One of the UK’s top medical schools, Bristol announced it will be taking a range of actions including educating students on medicine’s ‘racist’ history, according to a report by the BBC.

These include the use of new textbooks which demonstrate clinical signs in people with a variety of different skin tones, “training on spotting unconscious bias and helping students and staff more confidently report and act on racism” and “setting up an anti-racism taskforce to promote an environment that actively opposes racism”, the public broadcaster reports.

Dr Joseph Hartland, who is working to implement the changes at Bristol’s Medical School, said: “Historically medical education was designed and written by white middle-class men, and so there is an inherent racism in medicine that means it exists to serve white patients above all others.”

Eva Larkai, President of BME Medics at the university, said it was important for students and staff to learn about “problematic ideologies of that past” and to reflect on “colonial history” so that “we can examine and reflect on our unconscious biases”.

“If the new generation of doctors are not being equipped to adequately care for the multi-ethnic population we see here in the UK and across the world, we are doing the patients a disservice,” she told the BBC.

Previously, demands for UK universities to “de-colonise” course content — by replacing white thinkers and writers on the curriculum with people from the Global South — were centred around humanities subjects such as English literature, history, philosophy and history of art.

But there have been major efforts underway in recent years to extend so-called de-colonisation to science, technology, engineering, and mathematics (STEM) subjects as well as medicine.

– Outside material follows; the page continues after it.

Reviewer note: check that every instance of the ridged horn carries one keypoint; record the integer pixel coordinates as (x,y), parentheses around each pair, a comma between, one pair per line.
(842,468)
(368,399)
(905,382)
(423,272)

These include University College London’s (UCL) Decolonising the Medical Curriculum (DtMC), a project which discusses ideas such as that “the 18th-century European Enlightenment … privileged and rewarded experiment at the expense of empathetic healing”.

‘The result was a professionalisation of medicine which excluded specific practitioners – such as the female midwife or folk healer – and with them, their own healing practices,’ complains Dr Lindsay Porter in a lecture on the project’s website.

The goal of de-colonising medicine, according to an opinion piece in the British Medical Journal (BMJ) is “to enable students (and faculty) from minority groups, including from Black and Minority Ethnic (BME) backgrounds to feel less marginalised by traditionally white, male euro-centric content”.

Writing in Unherd last month, theologian and poet Nigel Biggar lamented that “the case for ‘decolonising’ universities makes no sense, empirically or historically, yet it’s winning over institutions of rational debate”.

“What is more, a ‘Eurocentric’ bias in British education is surely justified. Britain is not Anywhere. It is located in north-west Europe, has a particular history, and has developed particular institutions and traditions,” the Regius Professor of Moral and Pastoral Theology at the University of Oxford pointed out.